Novamente o par olhos azuis me encaravam fixamente, como se fosse capaz de ler minha alma e me decifrar em poucas palavras, com desconfiança, medo, terror e ansiedade. Penetrando-me tão profundamente que mais um pouco atingiria meus ossos, como uma presa fácil de se pegar e rasgar ao meio. Silenciosamente.

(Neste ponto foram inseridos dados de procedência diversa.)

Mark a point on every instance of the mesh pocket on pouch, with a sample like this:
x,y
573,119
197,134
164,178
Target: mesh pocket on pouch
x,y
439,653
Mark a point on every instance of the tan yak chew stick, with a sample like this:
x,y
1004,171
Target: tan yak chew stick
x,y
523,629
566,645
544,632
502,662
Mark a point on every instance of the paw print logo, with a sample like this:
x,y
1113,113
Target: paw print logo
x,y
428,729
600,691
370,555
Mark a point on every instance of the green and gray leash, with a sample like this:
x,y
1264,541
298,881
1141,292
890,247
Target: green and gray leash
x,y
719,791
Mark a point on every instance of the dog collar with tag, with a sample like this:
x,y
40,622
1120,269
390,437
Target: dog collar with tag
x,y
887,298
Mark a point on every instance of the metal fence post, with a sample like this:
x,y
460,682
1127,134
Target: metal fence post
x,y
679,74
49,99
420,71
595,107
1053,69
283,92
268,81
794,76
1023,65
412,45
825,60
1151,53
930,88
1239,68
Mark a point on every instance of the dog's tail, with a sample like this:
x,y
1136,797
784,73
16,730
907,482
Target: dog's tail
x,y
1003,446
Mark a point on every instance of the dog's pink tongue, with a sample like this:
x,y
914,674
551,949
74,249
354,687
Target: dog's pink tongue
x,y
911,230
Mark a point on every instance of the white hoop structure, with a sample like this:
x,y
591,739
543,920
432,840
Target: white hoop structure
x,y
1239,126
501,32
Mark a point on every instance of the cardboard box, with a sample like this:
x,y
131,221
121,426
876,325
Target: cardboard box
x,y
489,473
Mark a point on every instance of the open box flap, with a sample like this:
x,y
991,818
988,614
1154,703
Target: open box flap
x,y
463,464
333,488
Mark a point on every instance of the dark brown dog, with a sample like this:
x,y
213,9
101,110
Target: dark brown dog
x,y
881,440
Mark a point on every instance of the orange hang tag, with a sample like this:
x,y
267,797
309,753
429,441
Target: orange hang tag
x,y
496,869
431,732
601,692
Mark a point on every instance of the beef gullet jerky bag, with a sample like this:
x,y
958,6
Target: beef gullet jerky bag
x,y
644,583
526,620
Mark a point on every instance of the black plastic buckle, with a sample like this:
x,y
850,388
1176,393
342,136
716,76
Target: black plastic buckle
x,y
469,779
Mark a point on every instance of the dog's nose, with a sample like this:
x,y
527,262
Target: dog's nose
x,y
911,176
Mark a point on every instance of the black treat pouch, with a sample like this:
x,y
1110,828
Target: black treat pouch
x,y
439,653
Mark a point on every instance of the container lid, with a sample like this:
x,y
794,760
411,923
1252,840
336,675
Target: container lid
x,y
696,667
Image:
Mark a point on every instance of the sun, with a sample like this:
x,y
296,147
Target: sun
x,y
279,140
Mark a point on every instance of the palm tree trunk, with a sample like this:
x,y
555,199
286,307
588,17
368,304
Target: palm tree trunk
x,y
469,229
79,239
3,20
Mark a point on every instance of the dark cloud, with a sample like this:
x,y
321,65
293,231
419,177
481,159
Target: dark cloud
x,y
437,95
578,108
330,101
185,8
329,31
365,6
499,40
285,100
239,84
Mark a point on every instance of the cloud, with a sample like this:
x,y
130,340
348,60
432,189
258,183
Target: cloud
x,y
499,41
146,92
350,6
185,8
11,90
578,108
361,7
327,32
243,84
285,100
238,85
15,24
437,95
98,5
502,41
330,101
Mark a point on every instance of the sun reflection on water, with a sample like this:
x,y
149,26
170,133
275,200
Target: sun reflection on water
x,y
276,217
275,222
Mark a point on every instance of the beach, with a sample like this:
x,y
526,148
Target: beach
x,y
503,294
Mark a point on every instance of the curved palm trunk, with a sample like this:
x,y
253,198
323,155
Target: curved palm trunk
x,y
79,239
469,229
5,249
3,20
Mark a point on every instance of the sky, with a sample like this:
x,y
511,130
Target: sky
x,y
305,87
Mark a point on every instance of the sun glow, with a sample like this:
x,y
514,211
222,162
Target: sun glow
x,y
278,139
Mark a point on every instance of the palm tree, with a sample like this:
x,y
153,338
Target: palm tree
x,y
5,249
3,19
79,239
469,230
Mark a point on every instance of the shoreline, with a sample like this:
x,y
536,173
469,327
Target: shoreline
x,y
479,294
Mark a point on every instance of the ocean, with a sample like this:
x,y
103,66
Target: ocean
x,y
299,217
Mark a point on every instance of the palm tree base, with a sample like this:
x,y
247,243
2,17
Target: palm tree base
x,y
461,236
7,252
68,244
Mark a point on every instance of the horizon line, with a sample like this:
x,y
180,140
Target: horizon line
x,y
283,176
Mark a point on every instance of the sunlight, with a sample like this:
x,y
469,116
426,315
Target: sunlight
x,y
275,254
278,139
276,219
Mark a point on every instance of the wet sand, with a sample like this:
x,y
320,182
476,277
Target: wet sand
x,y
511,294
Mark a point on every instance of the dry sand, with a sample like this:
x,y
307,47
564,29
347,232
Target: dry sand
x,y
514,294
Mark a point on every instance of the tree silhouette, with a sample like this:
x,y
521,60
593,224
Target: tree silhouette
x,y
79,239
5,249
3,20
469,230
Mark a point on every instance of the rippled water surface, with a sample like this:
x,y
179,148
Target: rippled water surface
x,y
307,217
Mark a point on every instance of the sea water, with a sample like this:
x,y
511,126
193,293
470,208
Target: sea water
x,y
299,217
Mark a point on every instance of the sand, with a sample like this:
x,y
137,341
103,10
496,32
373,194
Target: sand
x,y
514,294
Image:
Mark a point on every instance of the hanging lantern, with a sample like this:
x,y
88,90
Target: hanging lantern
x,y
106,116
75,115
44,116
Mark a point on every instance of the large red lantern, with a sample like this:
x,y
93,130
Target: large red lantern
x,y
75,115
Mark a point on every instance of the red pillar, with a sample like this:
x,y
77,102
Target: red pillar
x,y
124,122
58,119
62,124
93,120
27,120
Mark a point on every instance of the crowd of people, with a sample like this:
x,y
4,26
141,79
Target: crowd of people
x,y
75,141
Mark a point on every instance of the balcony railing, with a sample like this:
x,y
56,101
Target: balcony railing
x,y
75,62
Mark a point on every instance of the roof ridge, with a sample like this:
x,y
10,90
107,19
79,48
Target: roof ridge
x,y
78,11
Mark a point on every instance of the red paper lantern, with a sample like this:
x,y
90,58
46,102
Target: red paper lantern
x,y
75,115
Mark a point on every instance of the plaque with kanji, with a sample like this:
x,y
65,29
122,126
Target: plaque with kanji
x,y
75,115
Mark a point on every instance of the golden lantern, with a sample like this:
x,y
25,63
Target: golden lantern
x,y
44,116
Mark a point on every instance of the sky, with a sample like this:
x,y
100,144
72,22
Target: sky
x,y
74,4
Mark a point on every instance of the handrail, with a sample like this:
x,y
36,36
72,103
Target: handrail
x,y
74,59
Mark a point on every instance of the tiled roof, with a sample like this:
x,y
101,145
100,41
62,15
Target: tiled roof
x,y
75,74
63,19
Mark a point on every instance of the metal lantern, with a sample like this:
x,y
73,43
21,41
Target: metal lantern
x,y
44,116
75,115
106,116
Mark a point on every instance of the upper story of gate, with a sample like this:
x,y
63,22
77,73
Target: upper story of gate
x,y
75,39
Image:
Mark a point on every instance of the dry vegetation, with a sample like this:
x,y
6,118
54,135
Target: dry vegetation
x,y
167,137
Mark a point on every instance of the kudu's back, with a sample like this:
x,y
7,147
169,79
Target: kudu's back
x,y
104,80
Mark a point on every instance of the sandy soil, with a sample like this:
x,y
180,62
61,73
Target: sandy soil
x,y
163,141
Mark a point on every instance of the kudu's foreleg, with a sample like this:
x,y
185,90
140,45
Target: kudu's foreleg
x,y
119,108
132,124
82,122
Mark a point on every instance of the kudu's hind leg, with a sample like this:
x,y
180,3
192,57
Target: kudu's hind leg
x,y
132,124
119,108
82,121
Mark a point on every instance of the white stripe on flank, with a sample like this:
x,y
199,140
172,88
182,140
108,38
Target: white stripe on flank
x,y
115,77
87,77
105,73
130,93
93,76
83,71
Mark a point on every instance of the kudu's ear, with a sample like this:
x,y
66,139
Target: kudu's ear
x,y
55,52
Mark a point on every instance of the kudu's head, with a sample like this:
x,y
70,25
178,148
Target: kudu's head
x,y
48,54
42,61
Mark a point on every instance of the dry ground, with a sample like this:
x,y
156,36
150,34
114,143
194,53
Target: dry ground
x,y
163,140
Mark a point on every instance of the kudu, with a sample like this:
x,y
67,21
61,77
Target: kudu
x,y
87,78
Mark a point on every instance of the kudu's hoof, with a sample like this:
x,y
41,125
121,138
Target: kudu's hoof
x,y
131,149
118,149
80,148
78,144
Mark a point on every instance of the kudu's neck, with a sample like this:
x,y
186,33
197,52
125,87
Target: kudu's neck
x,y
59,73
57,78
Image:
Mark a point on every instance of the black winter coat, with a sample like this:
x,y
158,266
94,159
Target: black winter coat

Com a respiração ofegante, fazendo o peito subir e descer de forma dolorosa, eles se alternam entre meus lábios, dedos e olhos e eu sinto cada vez mais o ar me faltar, deixando-me impossível de respirar.
Meu coração bate valente, como um tambor.


Estou com medo.

Mirados em meus lábios levemente tingidos na cor vermelho sangue — sua cor natural —, questionava-me silenciosamente se eu devia mesmo correr esse risco, de sair vagando por essas ruas escuras e melancólicas de Starlight, onde o cheiro de medo e morte estão impregnados do chão à parede, tendo a lua como testemunha de cada ação brutal.
Mordo o lábio inferior sem muita força e corro a mão pelo cabelo perfeitamente arrumado — caídos abaixo dos seios —, ao pensar na probabilidade, na quantidade de vidas que já foram tiradas por entre esses becos e vielas por coisas insignificantes. Um pouco de dinheiro, provocações e até por alguns litros de sangue e pequenos pedaços carne fresca.

Eu não sou como eles!

Não faço parte desse mundo!

Eu não deveria estar aqui...

Me afasto do espelho abruptamente, mandando para longe todas as cenas traumatizantes na qual já presenciei desde que me entendo por gente, e caminho de volta para meu quarto. Mordo o lábio inferior sem muita força, novamente, e me jogo na cama macia. Pego meu celular sobre o criado-mudo com urgência e vou direto no app de conversa, entrando no meu bate-papo com Giulia, minha única amiga. Encaro a imagem que ela mandou vestida em uma saia, botas e moletom, juntamente com um "vai ser legal" e deixo de me morder. Reviro os olhos e suspiro. Afasto o celular dos meus olhos, jogando-o para longe, fazendo-o se perder entre os lençóis bagunçados da cama. Me levanto em abrupto, determinada a pedir a meu pai para sair somente essa noite, nunca havia pedido nada parecido, mas queria sair somente essa noite, uma única noite, talvez ele permitisse somente essa vez, já que possivelmente não haveria nenhuma outra. Contudo, passos rápidos e pesados juntamente com o som de algo se quebrando no andar de baixo me fez afastar todos os pensamentos que me invadira e se arrepiar da cabeça aos pés.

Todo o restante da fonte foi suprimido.